自動車産業の設計・製造段階における電子情報標準化
はじめに
自動車は数千種・数万点もの部品から構成されており、鉄・アルミ・樹脂などの多くの素材を使い、機械・化学・電子などの幅広い業種・業界と関係する裾野の広い産業です。開発から始まって部品調達、生産、販売等、業務が多岐にわたっており、さらには近年のグローバルな自動車ビジネス展開の加速を受けて、これら業務が世界の中で有機的に連繋するオペレーションとなってきました。
従って、自動車産業各社の情報化も、今までの設計・生産・購買部門など分野ごとの個別の展開から、すべての業務を連繋し、情報として1本の流れに集約する方向に進んできています。
多様化する市場ニーズに対応するための、新しいお客様との関係構築や、受注から納車までの迅速化、開発から量産までのリードタイムの短縮等、従来の紙のデータではできなかったことも、市場からのニーズを途切れなく送ってくれる電子データにより可能となりました。
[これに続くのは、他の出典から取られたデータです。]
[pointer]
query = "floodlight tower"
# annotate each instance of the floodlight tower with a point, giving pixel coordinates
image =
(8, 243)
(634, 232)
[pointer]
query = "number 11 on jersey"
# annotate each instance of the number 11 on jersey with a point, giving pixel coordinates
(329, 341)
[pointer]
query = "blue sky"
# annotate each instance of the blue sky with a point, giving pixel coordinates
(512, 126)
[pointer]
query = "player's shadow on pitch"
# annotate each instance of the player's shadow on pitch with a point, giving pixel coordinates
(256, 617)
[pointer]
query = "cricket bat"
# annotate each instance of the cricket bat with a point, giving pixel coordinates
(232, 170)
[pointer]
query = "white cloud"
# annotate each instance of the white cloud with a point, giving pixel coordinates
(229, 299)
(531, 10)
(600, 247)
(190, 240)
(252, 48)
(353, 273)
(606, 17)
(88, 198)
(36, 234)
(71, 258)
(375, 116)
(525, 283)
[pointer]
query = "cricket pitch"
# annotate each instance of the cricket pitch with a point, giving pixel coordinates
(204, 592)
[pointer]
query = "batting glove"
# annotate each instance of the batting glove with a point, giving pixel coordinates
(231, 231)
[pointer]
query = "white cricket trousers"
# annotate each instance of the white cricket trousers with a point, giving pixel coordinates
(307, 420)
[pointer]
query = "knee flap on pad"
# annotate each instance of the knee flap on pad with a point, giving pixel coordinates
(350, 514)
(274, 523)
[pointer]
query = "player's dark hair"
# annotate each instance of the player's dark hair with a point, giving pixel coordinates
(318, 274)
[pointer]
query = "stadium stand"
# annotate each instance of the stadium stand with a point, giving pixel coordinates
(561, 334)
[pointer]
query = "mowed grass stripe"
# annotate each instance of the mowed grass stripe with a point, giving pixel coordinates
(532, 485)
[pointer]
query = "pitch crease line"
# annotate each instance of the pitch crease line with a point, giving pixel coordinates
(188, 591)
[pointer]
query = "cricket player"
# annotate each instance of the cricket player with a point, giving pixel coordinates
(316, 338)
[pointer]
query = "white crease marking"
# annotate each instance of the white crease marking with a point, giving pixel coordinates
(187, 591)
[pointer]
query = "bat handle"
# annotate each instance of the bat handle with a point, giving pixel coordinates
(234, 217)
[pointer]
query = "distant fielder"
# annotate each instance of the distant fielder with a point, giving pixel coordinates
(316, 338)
ネットワーク技術の進展は、各種の電子データを必要な部門へリアルタイムに受け渡すことを実現しました。この電子データ・ネットワークも、最初は部門内接続から始まり、企業内へと拡大、そして関連取引先から業界へ、さらには世界へと広がり、グローバルな観点からの対応が必要となってきました。
しかし、多業種・多国間にまたがる各種電子データ・ネットワークの接続は、一企業の手に余るものであり、日本の通信環境・実情を勘案し、日本としてのオーナーシップの確立と国際接続を考慮した取り組みが求められてきました。
日本自動車工業会では、世界に通じる製品設計データ・電子商取引データの各種規格に関係諸国と協調して取り組むと同時に、これらのデータを交換するための通信基盤の整備に取り組んでいます。
本冊子では、日本自動車工業会の電子情報委員会の活動を中心に、自動車産業のオープンネットワーク化と、設計・製造段階における電子情報の標準化についてご紹介いたします。